Investigations, inspections and audits only seem to follow after devastating crashes. This cycle of delayed accountability and knee-jerk responses has done little to stem the tide of fatalities on Malaysian roads.
The core issue is not the lack of regulation – vehicle inspections, licensing protocols and road safety measures technically exist.
The problem lies in their poor enforcement and a bureaucratic machinery undermined by endemic corruption.
From graft to fancy license plates
Reports have repeatedly pointed to corruption as the chief obstacle to ensuring heavy vehicles such as buses and lorries are roadworthy.
From falsified inspection records to bribes for driving licenses, corruption has hollowed out the very institutions meant to safeguard road safety.
Malaysia once prided itself on a modern highway system, particularly the North-South Expressway.
But years of under-investment, skyrocketing vehicle ownership and failure to expand or diversify routes have made these roads dangerously congested.
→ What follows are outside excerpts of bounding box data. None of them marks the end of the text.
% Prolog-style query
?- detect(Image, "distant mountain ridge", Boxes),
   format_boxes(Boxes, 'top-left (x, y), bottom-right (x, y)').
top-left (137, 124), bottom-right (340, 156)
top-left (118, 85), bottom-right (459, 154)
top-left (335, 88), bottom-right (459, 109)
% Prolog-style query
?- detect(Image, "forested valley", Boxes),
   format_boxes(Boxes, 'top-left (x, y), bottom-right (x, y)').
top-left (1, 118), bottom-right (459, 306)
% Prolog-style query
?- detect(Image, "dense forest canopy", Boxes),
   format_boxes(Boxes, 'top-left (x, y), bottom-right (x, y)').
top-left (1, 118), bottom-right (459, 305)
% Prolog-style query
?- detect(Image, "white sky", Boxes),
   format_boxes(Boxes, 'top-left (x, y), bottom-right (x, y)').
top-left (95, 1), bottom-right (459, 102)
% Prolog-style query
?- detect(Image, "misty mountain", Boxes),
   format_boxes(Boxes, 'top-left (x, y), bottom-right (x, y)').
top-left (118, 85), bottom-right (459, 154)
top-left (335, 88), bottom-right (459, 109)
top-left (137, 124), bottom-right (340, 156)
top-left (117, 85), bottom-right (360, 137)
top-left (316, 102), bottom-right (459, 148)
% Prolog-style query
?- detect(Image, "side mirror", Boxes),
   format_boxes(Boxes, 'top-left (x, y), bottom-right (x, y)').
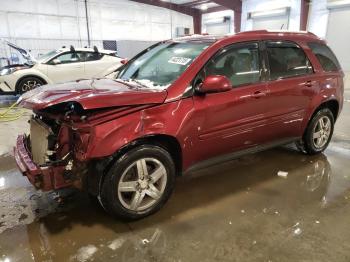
top-left (196, 75), bottom-right (232, 94)
top-left (51, 59), bottom-right (61, 65)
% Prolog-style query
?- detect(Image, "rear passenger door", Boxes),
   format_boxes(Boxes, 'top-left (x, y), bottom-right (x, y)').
top-left (83, 52), bottom-right (111, 78)
top-left (193, 42), bottom-right (268, 163)
top-left (265, 41), bottom-right (318, 140)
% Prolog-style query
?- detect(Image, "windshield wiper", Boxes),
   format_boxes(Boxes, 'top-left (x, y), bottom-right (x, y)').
top-left (130, 78), bottom-right (149, 88)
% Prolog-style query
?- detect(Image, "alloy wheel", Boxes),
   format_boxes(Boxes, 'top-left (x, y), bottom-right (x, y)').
top-left (118, 158), bottom-right (167, 212)
top-left (22, 80), bottom-right (41, 93)
top-left (312, 116), bottom-right (331, 148)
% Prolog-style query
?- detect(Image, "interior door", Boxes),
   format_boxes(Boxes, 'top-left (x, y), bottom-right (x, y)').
top-left (47, 52), bottom-right (85, 83)
top-left (266, 40), bottom-right (318, 139)
top-left (193, 42), bottom-right (268, 161)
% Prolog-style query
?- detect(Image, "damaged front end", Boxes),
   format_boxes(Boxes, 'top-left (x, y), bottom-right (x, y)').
top-left (14, 103), bottom-right (87, 191)
top-left (14, 79), bottom-right (166, 191)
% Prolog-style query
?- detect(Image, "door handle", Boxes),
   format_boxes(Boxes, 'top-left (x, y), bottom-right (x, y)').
top-left (252, 91), bottom-right (266, 99)
top-left (305, 80), bottom-right (312, 87)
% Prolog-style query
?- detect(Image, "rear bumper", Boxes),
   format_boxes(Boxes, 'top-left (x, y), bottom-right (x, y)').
top-left (14, 135), bottom-right (72, 191)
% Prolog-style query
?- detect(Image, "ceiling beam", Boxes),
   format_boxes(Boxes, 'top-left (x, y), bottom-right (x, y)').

Lateral highways have done little to absorb traffic overflow while heavy vehicles dominate the roads at all hours – many poorly maintained and driven by operators under intense pressure to meet unrealistic schedules.
The MOT appears ill-equipped to handle this growing crisis. It lacks not only sufficient funding and manpower but also the strategic vision and political will to enforce reform.
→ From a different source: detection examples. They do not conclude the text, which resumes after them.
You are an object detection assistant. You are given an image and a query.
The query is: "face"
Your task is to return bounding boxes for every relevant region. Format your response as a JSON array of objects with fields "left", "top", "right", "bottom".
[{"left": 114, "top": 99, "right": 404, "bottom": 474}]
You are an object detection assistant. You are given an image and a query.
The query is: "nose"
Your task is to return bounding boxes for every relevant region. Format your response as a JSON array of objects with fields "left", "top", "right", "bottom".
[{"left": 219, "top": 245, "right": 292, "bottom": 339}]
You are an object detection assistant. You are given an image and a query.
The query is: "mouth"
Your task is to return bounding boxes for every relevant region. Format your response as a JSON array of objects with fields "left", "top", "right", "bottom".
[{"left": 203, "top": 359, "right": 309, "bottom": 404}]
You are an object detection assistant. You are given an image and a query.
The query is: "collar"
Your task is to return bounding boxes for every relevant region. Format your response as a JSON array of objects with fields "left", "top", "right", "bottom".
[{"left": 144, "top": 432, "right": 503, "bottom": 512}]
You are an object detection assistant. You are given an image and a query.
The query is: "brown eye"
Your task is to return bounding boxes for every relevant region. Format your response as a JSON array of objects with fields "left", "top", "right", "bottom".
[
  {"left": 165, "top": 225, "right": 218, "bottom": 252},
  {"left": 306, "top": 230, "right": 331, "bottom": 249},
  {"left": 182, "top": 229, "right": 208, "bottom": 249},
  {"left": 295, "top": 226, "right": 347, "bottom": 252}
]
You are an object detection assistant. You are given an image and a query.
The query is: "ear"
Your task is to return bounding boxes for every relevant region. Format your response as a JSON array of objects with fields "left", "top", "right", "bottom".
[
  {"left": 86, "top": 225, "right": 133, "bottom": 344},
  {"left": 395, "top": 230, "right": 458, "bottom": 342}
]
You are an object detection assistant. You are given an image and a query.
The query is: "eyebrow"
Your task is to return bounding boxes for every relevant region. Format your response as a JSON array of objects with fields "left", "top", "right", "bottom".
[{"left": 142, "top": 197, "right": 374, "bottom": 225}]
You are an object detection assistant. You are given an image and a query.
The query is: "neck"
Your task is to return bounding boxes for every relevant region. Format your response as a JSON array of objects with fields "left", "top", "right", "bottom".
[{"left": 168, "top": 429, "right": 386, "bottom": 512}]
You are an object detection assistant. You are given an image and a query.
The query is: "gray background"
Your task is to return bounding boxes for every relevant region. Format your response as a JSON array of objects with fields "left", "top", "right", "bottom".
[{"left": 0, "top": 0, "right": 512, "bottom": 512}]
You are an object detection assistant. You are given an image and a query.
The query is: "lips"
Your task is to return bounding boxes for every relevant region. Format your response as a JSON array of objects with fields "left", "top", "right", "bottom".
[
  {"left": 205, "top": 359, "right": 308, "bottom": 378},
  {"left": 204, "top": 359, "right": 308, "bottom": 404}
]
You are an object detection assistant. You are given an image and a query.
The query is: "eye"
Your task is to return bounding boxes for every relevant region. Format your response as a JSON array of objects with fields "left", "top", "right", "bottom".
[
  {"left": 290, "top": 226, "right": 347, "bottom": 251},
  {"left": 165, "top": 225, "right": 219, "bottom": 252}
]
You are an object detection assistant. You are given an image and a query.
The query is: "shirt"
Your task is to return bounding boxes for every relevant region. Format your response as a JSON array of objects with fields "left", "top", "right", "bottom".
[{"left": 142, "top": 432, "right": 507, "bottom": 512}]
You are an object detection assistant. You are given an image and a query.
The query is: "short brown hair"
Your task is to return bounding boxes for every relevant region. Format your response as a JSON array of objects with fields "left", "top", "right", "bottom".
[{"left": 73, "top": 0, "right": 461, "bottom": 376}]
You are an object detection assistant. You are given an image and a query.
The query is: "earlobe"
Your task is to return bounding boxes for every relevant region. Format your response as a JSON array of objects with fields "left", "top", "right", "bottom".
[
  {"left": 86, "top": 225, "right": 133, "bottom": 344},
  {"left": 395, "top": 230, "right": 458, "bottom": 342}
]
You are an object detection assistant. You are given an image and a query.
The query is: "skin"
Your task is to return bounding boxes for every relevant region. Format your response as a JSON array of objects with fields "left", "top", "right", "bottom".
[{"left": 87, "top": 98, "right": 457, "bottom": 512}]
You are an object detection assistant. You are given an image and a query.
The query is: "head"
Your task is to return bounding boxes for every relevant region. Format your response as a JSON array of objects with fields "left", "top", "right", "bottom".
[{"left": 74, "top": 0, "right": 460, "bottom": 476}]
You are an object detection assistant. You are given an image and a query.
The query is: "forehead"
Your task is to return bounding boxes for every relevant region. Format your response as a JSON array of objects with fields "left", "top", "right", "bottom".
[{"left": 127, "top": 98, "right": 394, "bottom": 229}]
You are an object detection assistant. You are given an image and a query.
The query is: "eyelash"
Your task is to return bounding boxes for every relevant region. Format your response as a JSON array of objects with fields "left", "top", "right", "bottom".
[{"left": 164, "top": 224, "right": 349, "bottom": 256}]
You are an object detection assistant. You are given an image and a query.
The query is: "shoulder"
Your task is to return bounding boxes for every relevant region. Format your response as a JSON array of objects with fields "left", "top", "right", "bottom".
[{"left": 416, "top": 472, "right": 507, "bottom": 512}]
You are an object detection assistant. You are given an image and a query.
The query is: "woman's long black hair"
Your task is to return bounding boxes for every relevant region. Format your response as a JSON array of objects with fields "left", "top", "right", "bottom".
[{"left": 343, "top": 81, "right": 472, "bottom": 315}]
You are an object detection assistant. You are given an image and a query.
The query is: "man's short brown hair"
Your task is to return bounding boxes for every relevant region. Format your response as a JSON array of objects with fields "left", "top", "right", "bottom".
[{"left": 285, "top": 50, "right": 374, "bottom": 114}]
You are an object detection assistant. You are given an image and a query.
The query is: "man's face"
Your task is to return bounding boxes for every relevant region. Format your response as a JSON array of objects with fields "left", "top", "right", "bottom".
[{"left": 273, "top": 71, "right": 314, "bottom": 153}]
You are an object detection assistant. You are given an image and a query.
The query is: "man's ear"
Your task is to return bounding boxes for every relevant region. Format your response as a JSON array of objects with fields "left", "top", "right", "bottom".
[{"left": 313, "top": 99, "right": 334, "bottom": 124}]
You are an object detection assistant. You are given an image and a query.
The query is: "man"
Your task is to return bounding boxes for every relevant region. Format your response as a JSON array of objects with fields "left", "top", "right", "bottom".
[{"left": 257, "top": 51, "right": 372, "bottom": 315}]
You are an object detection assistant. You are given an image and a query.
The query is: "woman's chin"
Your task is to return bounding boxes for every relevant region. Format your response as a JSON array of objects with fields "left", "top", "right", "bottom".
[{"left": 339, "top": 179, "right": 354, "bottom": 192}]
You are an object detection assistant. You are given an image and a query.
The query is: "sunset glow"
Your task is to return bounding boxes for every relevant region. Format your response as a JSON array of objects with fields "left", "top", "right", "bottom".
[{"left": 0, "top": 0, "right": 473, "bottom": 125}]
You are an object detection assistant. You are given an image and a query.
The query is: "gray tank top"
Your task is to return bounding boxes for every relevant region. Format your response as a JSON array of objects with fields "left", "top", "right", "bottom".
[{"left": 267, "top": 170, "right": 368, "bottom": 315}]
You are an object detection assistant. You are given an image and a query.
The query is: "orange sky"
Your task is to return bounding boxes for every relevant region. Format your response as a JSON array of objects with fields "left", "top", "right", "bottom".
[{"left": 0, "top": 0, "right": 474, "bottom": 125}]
Despite years of tragic accidents, there has been little systemic overhaul. Instead, the ministry appears consumed with superficial matters – such as regulating fancy license plates – while the real problems fester.
Robust overhauling
Minister Loke must break this pattern. He must demonstrate that his ministry is not merely a passive observer of road tragedies but an active agent of change.
A full revamp of the ministry’s enforcement arms – including the Road Transport Department (JPJ), the Land Public Transport Agency (APAD) and the PUSPAKOM vehicle inspection service – is urgently needed.
These agencies require robust oversight, strict anti-corruption mechanisms and modernised infrastructure to carry out their duties effectively.
Families have been shattered and lives lost in accidents that were entirely preventable.
Unless there is a paradigm shift in how the government tackles this issue, Malaysia risks being labelled as having one of the most dangerous traffic systems in Asia.
Can Minister Loke transform Malaysia’s roads into some of the safest in the region? Or will the country continue to descend down the rankings, its roads becoming synonymous with fear, injury and death?
Road safety demands political courage – not photo opportunities. The time for reaction is over. What Malaysia needs now is a Transport Minister with the vision and resolve to act before the next tragedy strikes. – June 10, 2025
Former DAP stalwart and Penang chief minister II Prof Ramasamy Palanisamy is chairman of the United Rights of Malaysian Party (Urimai) interim council.
The views expressed are solely of the author and do not necessarily reflect those of Focus Malaysia.